Rather than being left with my train of thought at the station, I became intrigued with what kind of filmmaker would encourage a band from the eighties to make a music video riffing on the art of the sixties. On the Mark Romanek's website (the man responsible for the video)I found my answer. He was educated at the school of the art institute of Chicago and he sights a long list of visual artists of the sixties as his influences. I was further intrigued to find out that he was the same person responsible for the full length film one hour photo(which i kinda dug). In needing to know more I dove right into his faq page and I found a quote he used as advice for aspiring artists/ filmakers, that resonated with me.

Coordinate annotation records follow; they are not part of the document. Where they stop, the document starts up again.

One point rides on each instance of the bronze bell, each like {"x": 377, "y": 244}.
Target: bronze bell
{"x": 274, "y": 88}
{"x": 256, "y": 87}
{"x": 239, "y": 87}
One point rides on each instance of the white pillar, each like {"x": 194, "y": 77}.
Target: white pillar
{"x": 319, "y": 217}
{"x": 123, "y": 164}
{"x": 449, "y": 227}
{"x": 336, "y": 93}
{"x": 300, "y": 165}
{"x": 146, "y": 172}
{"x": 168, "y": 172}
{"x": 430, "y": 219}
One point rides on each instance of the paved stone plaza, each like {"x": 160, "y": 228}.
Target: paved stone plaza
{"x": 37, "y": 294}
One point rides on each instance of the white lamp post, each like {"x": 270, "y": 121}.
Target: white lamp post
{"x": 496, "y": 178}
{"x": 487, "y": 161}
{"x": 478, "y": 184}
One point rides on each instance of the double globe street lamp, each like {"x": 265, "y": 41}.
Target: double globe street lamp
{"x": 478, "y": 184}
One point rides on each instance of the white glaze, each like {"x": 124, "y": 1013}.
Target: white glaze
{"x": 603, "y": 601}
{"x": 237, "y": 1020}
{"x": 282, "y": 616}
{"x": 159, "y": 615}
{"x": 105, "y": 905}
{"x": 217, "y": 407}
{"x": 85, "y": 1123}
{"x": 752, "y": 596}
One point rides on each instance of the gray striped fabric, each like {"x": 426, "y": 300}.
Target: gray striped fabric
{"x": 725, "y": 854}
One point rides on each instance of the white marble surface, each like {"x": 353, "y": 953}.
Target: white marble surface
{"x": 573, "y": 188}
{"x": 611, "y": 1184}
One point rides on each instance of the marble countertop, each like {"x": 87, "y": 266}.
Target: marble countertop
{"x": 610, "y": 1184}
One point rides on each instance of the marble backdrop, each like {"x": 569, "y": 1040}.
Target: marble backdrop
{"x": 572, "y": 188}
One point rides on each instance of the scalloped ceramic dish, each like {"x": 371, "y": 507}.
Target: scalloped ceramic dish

"you have to fight every day to stop censoring yourself. and you never have anyone else to blame when you do. what happens to artists is that it's not that somebody's standing in their way, it's that their own selves are standing in their way. the compromise really isn't how or what you do, the techniques you use, or even the content, but really the compromise is beginning to feel a lack of confidence in your innermost thoughts. and if you don't put these innermost thoughts on the screen then you are looking down on not only your audience but the people you work with, and that's what makes so many people working out there unhappy. these innermost thoughts become less and less a part of you and once you lose them then you don't have anything else. so many people have so much to say and there are so many really worthwhile things to say that it seems impossible that we could cut ourselves off from this whole avenue of enormous excitement." from cassavetes on cassavetes edited by raymond carney
i lifted this from the mark romanek website faq section
Self censorship is one of those areas I am incredibly familiar with. I am also incredibly conflicted about the function of self censorship. I am a big fan of art, music, literature and people in general who consider the context in which they are presenting themselves. Sometimes I think too much about this. I am incredibly concerned with the audiences experience of art and and the physical space it inhabits and give great considerations to this, but at the same time I am making work to satisfy myself. The trick is that half of my output is a body of work I have never shown as it’s own independent direction. That body of work includes sets of drawings, videos and photographs. These exercises help fuel my understanding of the more public work I have been undertaking. I always censor myself when considering shows and ideas to shop around, or more specifically showing these to people when they come for studio visits. On some level this has allowed my drawings, photos and other works to develop out of the light of total exposure. It is true that when I exhibit or show some object or work on paper, on some level it kills the work for me. I know these rules are arbitrary but I am able to put so much into the incredibly public art I have been making because I have the complete opposite work running in a different direction. If the installations are the ultimate blurring of the boundary between the space where the art is created and the place where it is exhibited , the drawings will always be bound to the mental space in which they were created and conceived. On a side note I have noticed a re-emergence of the hand in contemporary art and of works on paper in particular. My own idea about why this is happening is pretty simple, works on paper and drawings are the most sincere gesture one can make as an artist. As color photography, and design based art seem to capture the larger interest of the public, myself included, I think the natural reaction by artists, either consciously or unconsciously is to make more humble work on paper, or to present drawings as finished works. I can't be sure of any of this but sometimes watching a red hot chili peppers video on you tube the same week that I am reading over brian odougherty's essay Studio and Cube, the follow up to inside the white cube, can lead to a re-evaluation of what one is observing.